The clinical trial, whose results are anticipated in the fourth quarter, will also examine whether a combination of jabs that includes an inoculation against Delta and the original “wild type” first discovered in Wuhan proves effective.
Should the data confirm the desired antibody response, BioNTech expects it can adapt production within 100 days. Since the same raw materials and factory equipment are employed, all it needs to do is swap out the DNA template to account for a different genetic sequence in the spike protein.
For now, however, the German biotech firm recommends a third booster shot of the existing vaccine. Studies indicate that the current vaccines are still highly effective in preventing hospitalizations and deaths from COVID-19 variants like Delta.
“We believe the best approach at the moment to deal with the situation is to continue with a booster dose with the existing wild type strain,” chief executive Uğur Şahin told investors on Monday during a quarterly earnings call, citing evidence that it already proved effective against the Beta variant first discovered in South Africa.

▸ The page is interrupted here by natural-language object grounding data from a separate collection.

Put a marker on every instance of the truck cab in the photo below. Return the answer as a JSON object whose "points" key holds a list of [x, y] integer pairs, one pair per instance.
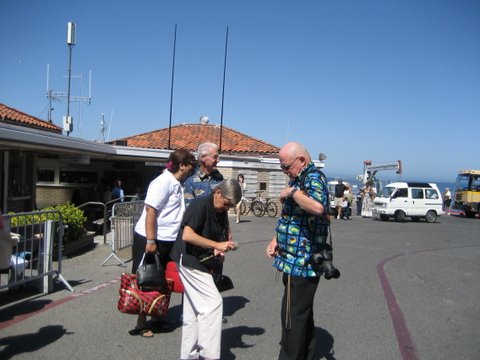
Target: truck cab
{"points": [[408, 199], [467, 193]]}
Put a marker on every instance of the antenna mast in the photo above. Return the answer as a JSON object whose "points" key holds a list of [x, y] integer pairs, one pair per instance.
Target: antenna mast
{"points": [[55, 95], [223, 92], [171, 88]]}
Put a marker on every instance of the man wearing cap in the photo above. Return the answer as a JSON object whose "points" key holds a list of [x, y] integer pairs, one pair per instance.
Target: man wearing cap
{"points": [[339, 196], [206, 176]]}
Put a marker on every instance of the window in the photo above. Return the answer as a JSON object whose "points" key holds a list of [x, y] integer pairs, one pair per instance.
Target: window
{"points": [[417, 193], [78, 177], [401, 193], [431, 194], [46, 175], [18, 175]]}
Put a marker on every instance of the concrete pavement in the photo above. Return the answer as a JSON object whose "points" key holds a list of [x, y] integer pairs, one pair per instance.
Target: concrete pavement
{"points": [[407, 291]]}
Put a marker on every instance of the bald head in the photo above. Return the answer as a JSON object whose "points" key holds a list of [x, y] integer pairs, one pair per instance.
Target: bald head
{"points": [[294, 149]]}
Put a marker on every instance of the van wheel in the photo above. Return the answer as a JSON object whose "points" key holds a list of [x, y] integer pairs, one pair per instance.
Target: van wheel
{"points": [[431, 216], [470, 214], [400, 215]]}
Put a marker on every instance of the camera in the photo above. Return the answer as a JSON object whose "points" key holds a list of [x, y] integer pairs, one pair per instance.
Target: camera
{"points": [[322, 262]]}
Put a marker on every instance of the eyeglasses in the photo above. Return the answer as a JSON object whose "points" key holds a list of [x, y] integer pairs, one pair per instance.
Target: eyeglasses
{"points": [[287, 167]]}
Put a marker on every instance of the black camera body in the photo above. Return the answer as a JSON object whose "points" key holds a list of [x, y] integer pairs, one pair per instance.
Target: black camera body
{"points": [[322, 262]]}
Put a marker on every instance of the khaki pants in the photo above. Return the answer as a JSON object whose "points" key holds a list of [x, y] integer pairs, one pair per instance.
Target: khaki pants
{"points": [[202, 315]]}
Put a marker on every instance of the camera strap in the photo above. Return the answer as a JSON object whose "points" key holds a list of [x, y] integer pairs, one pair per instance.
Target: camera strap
{"points": [[288, 317]]}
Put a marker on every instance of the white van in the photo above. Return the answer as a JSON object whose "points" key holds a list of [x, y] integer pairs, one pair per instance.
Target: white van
{"points": [[402, 199]]}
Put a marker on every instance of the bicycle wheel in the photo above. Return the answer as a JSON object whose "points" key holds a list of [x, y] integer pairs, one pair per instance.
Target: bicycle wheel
{"points": [[257, 208], [243, 208], [271, 209]]}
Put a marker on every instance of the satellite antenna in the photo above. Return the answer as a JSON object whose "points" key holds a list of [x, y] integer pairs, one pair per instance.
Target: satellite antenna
{"points": [[103, 127]]}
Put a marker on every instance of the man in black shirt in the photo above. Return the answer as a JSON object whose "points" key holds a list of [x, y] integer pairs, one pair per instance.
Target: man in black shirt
{"points": [[339, 191]]}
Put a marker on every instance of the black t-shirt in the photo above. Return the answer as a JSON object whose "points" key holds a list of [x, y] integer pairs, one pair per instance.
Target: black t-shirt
{"points": [[339, 190], [202, 217]]}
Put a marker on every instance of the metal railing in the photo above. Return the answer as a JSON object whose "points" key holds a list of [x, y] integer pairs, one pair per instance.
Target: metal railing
{"points": [[124, 217], [106, 207], [40, 236]]}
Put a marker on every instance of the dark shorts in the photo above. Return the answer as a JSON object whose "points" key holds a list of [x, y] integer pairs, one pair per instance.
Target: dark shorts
{"points": [[138, 249]]}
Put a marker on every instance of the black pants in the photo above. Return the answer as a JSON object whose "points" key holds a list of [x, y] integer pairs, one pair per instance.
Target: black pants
{"points": [[298, 329]]}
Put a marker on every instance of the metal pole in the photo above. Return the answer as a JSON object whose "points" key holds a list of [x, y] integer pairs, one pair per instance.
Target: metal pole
{"points": [[223, 92], [69, 79], [171, 89]]}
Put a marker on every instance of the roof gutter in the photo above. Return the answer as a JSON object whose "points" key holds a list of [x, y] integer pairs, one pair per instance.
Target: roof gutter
{"points": [[24, 137]]}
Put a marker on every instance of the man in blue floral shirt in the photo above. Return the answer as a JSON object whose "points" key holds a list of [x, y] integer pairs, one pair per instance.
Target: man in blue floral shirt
{"points": [[300, 232], [206, 176]]}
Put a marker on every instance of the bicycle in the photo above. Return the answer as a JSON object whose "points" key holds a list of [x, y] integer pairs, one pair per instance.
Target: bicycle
{"points": [[258, 206]]}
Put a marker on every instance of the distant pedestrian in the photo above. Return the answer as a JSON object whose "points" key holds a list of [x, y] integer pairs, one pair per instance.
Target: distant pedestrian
{"points": [[359, 199], [349, 199], [243, 185], [117, 191], [337, 203], [447, 198], [369, 194]]}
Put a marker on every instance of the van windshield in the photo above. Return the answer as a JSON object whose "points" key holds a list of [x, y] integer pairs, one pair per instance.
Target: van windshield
{"points": [[386, 192]]}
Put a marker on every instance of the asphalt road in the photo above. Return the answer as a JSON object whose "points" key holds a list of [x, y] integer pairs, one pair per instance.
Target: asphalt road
{"points": [[407, 291]]}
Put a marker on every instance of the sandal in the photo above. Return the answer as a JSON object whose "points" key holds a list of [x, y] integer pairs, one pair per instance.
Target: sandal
{"points": [[145, 332]]}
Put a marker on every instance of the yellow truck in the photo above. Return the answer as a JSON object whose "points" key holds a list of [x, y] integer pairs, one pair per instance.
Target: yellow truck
{"points": [[467, 193]]}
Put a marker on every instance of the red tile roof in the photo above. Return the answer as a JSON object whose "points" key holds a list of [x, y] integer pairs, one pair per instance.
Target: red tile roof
{"points": [[13, 116], [189, 136]]}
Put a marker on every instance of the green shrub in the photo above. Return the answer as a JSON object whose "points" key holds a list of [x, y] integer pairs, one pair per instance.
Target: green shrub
{"points": [[73, 218]]}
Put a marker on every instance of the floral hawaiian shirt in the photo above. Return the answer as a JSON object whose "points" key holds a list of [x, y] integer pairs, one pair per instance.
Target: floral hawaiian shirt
{"points": [[301, 234]]}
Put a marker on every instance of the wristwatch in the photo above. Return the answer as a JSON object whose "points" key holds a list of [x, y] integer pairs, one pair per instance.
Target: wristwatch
{"points": [[294, 190]]}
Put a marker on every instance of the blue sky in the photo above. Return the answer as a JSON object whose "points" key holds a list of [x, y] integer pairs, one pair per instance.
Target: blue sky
{"points": [[377, 80]]}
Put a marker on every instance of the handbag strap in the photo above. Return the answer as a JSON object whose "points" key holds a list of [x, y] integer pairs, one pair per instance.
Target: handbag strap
{"points": [[157, 259]]}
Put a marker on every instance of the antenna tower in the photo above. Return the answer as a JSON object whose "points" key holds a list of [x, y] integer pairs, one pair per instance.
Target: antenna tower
{"points": [[57, 96]]}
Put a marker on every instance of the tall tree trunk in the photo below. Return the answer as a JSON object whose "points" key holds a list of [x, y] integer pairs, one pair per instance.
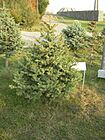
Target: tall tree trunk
{"points": [[6, 62]]}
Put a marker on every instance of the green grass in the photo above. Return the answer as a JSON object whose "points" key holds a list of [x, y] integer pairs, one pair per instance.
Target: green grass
{"points": [[68, 21], [63, 120]]}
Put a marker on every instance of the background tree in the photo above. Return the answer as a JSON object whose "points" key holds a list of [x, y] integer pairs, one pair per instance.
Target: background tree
{"points": [[75, 36], [22, 12], [42, 5], [10, 38]]}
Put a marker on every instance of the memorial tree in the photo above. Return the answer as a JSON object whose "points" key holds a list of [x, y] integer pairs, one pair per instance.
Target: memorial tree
{"points": [[46, 72]]}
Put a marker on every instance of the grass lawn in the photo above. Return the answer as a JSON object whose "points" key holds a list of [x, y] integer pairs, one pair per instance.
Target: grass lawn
{"points": [[74, 119], [68, 21]]}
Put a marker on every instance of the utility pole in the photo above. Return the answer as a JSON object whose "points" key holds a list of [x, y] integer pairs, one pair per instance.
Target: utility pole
{"points": [[96, 5]]}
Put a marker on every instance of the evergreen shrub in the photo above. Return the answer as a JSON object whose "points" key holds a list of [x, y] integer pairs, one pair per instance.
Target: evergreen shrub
{"points": [[45, 72]]}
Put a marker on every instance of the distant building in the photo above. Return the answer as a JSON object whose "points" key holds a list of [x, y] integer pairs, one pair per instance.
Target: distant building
{"points": [[89, 15]]}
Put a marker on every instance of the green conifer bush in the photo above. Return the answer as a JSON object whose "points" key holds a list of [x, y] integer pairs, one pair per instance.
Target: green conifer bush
{"points": [[45, 72], [10, 37]]}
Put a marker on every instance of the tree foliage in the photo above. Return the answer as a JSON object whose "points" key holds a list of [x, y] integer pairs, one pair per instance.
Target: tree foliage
{"points": [[22, 12], [46, 70], [42, 5], [75, 36], [10, 38]]}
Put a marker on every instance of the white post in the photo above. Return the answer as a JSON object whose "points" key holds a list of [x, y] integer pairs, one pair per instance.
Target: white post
{"points": [[83, 80]]}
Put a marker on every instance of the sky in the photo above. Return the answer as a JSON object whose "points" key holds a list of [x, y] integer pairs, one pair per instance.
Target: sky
{"points": [[56, 5]]}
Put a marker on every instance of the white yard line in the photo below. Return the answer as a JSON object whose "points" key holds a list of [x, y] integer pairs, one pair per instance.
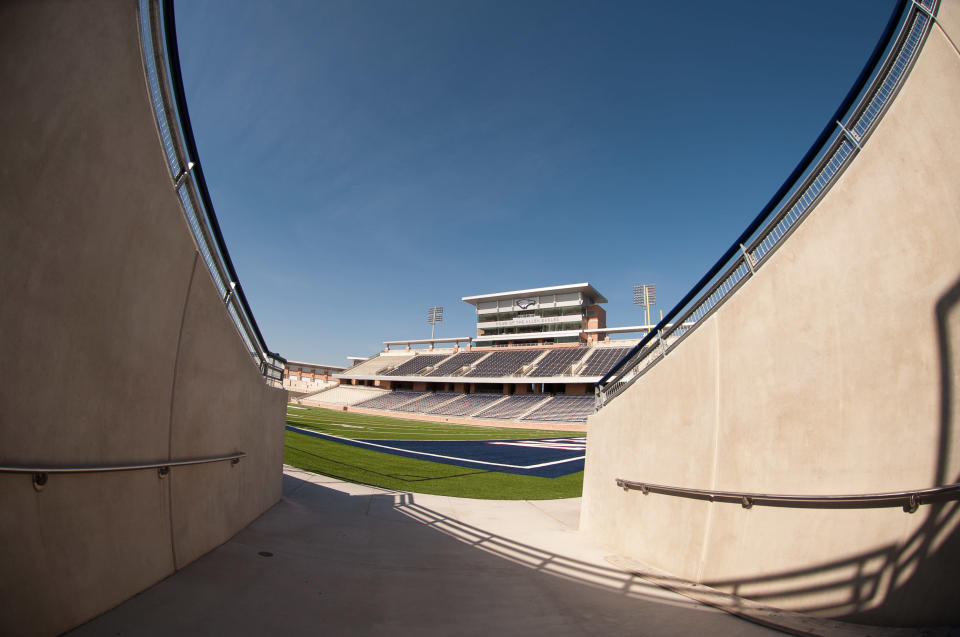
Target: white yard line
{"points": [[437, 455]]}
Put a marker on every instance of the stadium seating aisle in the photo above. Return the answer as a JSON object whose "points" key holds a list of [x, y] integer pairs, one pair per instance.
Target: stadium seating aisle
{"points": [[563, 409], [505, 363], [377, 364], [415, 364], [450, 366], [602, 360], [466, 405], [391, 400], [344, 395], [513, 406], [425, 403], [557, 362]]}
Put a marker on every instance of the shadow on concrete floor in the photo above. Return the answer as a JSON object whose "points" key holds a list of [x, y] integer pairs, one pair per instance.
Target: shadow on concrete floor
{"points": [[341, 559]]}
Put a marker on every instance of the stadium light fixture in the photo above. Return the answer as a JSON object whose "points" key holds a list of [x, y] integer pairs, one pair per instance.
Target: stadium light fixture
{"points": [[434, 316], [645, 295]]}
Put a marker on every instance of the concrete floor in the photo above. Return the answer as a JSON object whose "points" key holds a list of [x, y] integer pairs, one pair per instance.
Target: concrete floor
{"points": [[344, 559]]}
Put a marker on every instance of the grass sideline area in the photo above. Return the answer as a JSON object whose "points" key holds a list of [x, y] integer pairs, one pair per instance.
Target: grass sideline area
{"points": [[419, 476]]}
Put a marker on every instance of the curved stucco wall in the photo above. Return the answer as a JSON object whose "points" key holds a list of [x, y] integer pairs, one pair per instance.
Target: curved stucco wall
{"points": [[114, 343], [834, 370]]}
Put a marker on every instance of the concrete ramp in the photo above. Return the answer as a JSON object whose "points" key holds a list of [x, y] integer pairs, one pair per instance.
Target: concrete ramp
{"points": [[116, 345], [833, 370]]}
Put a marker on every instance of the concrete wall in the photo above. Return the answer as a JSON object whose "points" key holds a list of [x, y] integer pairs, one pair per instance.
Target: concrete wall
{"points": [[834, 370], [105, 299]]}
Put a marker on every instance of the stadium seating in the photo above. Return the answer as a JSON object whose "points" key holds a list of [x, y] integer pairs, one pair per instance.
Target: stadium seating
{"points": [[563, 409], [512, 407], [378, 364], [466, 405], [344, 395], [505, 363], [427, 402], [557, 362], [415, 364], [390, 400], [450, 366], [602, 359]]}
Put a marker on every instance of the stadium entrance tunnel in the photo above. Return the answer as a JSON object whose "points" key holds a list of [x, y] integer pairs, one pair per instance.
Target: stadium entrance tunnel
{"points": [[763, 393]]}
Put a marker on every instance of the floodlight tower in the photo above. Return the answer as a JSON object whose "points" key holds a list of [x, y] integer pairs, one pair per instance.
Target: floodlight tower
{"points": [[645, 296], [434, 316]]}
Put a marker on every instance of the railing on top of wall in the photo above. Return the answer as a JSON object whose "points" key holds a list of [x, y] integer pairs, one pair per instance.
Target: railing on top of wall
{"points": [[834, 150], [162, 65]]}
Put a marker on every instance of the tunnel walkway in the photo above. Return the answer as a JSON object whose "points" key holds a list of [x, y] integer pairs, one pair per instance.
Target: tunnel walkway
{"points": [[339, 558]]}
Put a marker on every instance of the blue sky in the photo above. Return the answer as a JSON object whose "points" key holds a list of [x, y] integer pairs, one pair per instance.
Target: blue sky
{"points": [[369, 159]]}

Rival vaccine maker Moderna, which also uses messenger RNA to produce antibodies, likewise recommends a third vaccination. There are also trials underway on the effectiveness of mixing and matching vaccines for boosters. However, the World Health Organization recently called for a moratorium on booster shots, to allow poorer nations to catch up on vaccines.
Shares in BioNTech, the first company worldwide to develop an effective inoculation against the coronavirus, surged 14% to €442.71 after it reported that its net income for the first half swung to €3.9 billion ($4.6 billion) from a loss of €142 million a year earlier.
Revenue surged more than 100-fold to €7.4 billion primarily thanks to payments from partner Pfizer, which distributes the vaccine it created to most parts of the world. Earlier this month reports emerged that the U.S. drugmaker would raise the price of the BioNTech vaccine for Europe.
BioNTech itself markets its own treatment directly only in Germany and Turkey, the adopted and native homes respectively of the husband-and-wife pair that founded the company.
Together with global distributor partners Pfizer and Fosun, BioNTech expects to ship 3 billion doses this year and 4 billion in the next.
It has committed to delivering over 2 billion doses to low- and middle-income nations over the next 18 months.